Plus précisément euxséparateurs à tambour humideCe qui le distingue, à mon avis, c'est la réflexion de la conception de base. Par exemple, ils utilisent souvent une coque de tambour moulée (plutôt que soudée) fabriquée à partir d'un alliage spécial non magnétique, ce qui élimine immédiatement le problème de corrosion des coutures. Le système magnétique est assemblé sur de puissants aimants en néodyme avec une géométrie polaire claire, ce qui donne un champ stable et profond. J'ai remarqué que leur configuration standard comprend déjà un système de réglage de l'angle du bloc magnétique par rapport à la verticale - une petite chose, mais cela fait gagner beaucoup de temps au régleur sur place.
J'ai travaillé avec leur séparateur de la série CTS sur un site de traitement pour l'enrichissement de décharges technogéniques de minerai de fer. Le matériau était complexe, mince, avec une forte teneur en boues. L'appareil s'est avéré stable. Ce qui est important, c'est qu'il a été possible d'obtenir une extraction stable de magnétite dans la classe -0,05 mm, ce qui constitue un problème pour de nombreux séparateurs. Bien sûr, quelques ajustements ont été apportés au système de déchargement des concentrés sur place, mais la base était solide. Pour ceux qui recherchent des informations, des détails sur leur approche de conception peuvent être trouvés sur leur site Web.https://www.ljmagnet.ru. Cela montre que l'accent est mis sur les calculs techniques pour un minerai spécifique, et non sur la vente d'une « boîte avec un tambour ».
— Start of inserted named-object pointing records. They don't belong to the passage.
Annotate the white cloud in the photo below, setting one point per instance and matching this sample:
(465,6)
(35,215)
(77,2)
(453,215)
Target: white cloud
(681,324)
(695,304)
Où va la technologie ? Plusieurs points de croissance sont visibles. Le premier concerne les systèmes de contrôle intelligents. Des capteurs qui surveillent en temps réel l'épaisseur de la couche de concentré sur le tambour et un réglage automatique de la vitesse de rotation ou du niveau de pulpe. Ce n’est plus de la science-fiction, il existe des projets pilotes. Le deuxième concerne les matériaux. L'émergence de revêtements pour tambours plus résistants à l'usure et en même temps non magnétiques peut augmenter considérablement leur durée de vie.
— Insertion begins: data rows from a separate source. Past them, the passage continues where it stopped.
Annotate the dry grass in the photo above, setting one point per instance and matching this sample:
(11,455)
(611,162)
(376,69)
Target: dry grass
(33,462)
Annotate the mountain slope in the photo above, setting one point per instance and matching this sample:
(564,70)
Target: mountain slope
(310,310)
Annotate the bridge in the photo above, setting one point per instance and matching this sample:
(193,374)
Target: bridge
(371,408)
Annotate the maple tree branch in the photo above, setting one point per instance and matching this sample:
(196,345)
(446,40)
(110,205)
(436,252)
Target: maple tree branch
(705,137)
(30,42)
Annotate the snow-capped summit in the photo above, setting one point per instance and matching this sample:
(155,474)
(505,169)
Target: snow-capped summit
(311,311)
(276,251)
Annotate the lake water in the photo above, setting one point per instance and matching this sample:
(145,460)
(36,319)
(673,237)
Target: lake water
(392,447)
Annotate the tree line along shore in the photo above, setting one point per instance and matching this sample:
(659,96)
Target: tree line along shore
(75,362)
Troisièmement, et peut-être le plus important, il y a l’hybridation.Séparateur magnétique à tambour humidefonctionne rarement dans des conditions idéales sur des matériaux propres. Il est souvent confronté à la tâche de « extraire » la magnétite d'un mélange complexe. Par conséquent, je vois de plus en plus souvent des schémas dans lesquels un séparateur à tambour fonctionne en tandem, par exemple avec un concentrateur gravitationnel ou un séparateur à haute intensité pour la finition. En soi, c'est un outil puissant et fiable, mais il produit un effet maximal dans une chaîne technologique bien structurée.
En fin de compte, retour au début.Séparateur magnétique à tambour humide- C'est loin d'être une unité primitive. C’est le résultat d’un équilibre entre physique magnétique, dynamique des fluides et expérience pratique d’enrichissement. Son efficacité ne réside pas seulement dans les données du catalogue, mais aussi dans la capacité d'entendre et de voir comment cela fonctionne ici et maintenant, avec cette pâte particulière. Et c’est précisément cette expérience pratique, pleine de difficultés et de solutions trouvées, qui constitue la partie la plus précieuse des connaissances sur cette technologie apparemment classique.